Joking aside, let’s take it a step further – how is this “history” currently popularly remembered? Unless you live in London, England, and can go visit the WHSmith right now, you likely encountered the London Stone’s history primarily here on our blog.  Though most internet users are more likely to have visited its Wikipedia page than Clio’s Current. There we can see the history of the London Stone (largely drawn from John Clark’s Folklore article) enshrined as part of London’s history. Wikipedia calls it a “historic landmark,” but also lists it as a “mythological object.” Thus, Wikipedia digitally preserves the history and myth of the London Stone on its servers for our foreseeable future.

  Wikipedia. Image extracted from page 559 of volume 1 of   Old and New London, Illustrated  , by   Walter Thornbury  . Original held and digitised by the British Library.

Wikipedia. Image extracted from page 559 of volume 1 of Old and New London, Illustrated, by Walter Thornbury. Original held and digitised by the British Library.

The London Stone and its digital memory leads us to other questions.

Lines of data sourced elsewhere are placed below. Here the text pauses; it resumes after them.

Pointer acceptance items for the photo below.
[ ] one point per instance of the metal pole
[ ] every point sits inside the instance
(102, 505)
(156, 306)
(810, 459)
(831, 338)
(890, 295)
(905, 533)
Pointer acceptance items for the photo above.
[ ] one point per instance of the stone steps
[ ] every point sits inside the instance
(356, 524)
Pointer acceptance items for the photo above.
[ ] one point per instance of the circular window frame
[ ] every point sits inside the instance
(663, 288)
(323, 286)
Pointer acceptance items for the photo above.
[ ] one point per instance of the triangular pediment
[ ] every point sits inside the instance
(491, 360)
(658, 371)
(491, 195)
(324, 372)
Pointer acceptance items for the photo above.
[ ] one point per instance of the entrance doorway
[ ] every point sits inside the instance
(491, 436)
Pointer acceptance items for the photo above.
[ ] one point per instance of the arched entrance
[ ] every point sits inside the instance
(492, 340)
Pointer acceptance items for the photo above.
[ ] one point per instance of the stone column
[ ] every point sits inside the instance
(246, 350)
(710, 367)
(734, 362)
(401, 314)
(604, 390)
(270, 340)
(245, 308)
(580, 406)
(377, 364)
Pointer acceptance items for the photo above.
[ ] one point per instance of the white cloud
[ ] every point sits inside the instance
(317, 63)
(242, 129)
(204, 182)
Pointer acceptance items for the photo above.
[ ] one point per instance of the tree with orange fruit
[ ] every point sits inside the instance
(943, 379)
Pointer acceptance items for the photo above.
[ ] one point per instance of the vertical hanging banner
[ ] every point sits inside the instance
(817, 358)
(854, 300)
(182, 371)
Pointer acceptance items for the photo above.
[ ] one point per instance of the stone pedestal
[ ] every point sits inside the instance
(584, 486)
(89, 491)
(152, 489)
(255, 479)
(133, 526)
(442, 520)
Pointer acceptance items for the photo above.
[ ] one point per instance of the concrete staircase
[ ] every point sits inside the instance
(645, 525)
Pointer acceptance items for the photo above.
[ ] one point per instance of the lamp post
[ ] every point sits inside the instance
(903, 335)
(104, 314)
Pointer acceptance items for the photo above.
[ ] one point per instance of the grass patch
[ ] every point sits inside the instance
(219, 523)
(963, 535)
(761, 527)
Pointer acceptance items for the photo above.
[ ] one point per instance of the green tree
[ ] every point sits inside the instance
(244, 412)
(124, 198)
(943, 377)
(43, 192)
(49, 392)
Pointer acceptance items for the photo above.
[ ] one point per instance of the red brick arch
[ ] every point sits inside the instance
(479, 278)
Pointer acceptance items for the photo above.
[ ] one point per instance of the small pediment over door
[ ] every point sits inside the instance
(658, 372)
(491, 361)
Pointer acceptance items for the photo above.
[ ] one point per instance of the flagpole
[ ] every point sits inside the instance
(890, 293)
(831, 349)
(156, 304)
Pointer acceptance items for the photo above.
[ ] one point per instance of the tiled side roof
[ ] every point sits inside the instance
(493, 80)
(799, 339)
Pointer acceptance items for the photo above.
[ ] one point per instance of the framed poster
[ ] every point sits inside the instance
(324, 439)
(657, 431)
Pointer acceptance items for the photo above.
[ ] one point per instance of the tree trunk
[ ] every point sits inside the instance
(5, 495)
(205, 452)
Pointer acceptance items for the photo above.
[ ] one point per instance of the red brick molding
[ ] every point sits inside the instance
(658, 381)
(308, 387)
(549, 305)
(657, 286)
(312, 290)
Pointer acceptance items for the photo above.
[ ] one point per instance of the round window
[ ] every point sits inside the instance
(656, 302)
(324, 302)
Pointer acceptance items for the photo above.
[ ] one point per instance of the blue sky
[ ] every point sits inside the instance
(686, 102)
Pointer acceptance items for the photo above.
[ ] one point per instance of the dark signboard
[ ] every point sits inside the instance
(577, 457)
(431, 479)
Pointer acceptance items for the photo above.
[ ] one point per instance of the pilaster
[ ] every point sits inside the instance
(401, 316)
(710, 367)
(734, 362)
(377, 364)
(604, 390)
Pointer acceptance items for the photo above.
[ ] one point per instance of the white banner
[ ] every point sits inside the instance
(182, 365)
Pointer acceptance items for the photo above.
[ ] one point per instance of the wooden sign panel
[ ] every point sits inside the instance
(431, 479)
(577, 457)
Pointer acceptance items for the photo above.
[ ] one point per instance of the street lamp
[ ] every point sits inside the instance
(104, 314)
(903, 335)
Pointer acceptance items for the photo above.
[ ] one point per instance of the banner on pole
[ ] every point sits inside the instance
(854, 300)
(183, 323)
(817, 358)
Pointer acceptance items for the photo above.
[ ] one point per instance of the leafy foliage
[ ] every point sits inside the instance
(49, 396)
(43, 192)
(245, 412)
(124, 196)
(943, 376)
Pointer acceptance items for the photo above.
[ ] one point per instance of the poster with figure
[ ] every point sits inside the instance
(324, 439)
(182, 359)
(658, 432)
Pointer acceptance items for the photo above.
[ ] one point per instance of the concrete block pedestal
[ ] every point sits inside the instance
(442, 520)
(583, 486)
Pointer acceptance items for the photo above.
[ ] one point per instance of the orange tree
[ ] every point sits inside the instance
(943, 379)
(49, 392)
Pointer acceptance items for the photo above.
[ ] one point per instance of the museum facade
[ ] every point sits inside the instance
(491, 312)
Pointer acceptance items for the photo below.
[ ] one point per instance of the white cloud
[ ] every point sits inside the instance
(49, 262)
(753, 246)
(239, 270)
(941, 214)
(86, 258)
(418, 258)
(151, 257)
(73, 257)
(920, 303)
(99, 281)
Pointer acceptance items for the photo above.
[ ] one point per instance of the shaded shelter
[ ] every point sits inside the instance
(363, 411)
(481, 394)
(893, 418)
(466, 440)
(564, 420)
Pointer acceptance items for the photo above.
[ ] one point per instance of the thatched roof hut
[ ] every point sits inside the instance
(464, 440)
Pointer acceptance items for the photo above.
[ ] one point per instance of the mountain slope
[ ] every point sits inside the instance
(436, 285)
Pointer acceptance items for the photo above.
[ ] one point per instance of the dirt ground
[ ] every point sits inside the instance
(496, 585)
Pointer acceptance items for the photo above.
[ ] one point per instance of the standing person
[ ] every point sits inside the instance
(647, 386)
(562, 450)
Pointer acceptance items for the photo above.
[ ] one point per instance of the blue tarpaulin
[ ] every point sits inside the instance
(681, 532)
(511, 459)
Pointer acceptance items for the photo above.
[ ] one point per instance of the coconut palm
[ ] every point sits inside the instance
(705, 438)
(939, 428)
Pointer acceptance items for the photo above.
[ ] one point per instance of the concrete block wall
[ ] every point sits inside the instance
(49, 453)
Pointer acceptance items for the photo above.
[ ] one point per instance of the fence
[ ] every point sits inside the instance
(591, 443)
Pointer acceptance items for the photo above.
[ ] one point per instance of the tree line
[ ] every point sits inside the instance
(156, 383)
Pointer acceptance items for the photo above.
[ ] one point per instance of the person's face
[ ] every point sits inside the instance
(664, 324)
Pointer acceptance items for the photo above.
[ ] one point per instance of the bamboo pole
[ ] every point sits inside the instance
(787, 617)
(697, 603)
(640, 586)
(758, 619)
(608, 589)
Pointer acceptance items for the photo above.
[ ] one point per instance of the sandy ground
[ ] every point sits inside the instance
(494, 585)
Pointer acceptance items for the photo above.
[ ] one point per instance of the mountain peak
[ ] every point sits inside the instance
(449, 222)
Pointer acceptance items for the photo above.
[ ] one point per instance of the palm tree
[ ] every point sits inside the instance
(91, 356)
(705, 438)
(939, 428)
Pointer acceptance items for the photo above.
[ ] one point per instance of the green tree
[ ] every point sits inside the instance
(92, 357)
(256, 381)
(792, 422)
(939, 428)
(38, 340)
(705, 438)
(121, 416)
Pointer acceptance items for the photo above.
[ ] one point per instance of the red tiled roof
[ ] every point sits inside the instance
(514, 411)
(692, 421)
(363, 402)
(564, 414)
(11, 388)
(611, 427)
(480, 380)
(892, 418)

Imposing meaning and structure on the past, be it through history- or myth-making, is how we make use of it.  We have to be able to pick out the important things to remember and the less important things to forget – and this understandably changes based on your identity, the questions you ask of the past, or any number of factors. But what happens when we have collectively remembered something which is arguably not important at all, like a hunk of stone? But now, instead of old books gathering dust in the last row of the library stacks, that memory is preserved on computer servers for essentially the rest of human history and immediately accessible. This question applies to the Wikipedia page on the London Stone as it does to the billions of files stored on computers and servers around the globe. The digital world will be remembered by computers for far longer than any human ever could.

How do we forget something that is no longer worth remembering?

We can’t! Until we encounter an apocalyptic scenario, history in the digital age is now limitless. As we digitally remember more and more about the past (including the myriad of different meanings for it), history effectively becomes a larger and larger data set of human memory and experience. It is historians who set up the guideposts for you, the reader (or user), to explore this immense body of data. In the vast wilds of the past, historians give you a map – or maybe a guided tour. By telling you where to go, they are also telling you where not to go.

In 2015, we have to remember to forget sometimes.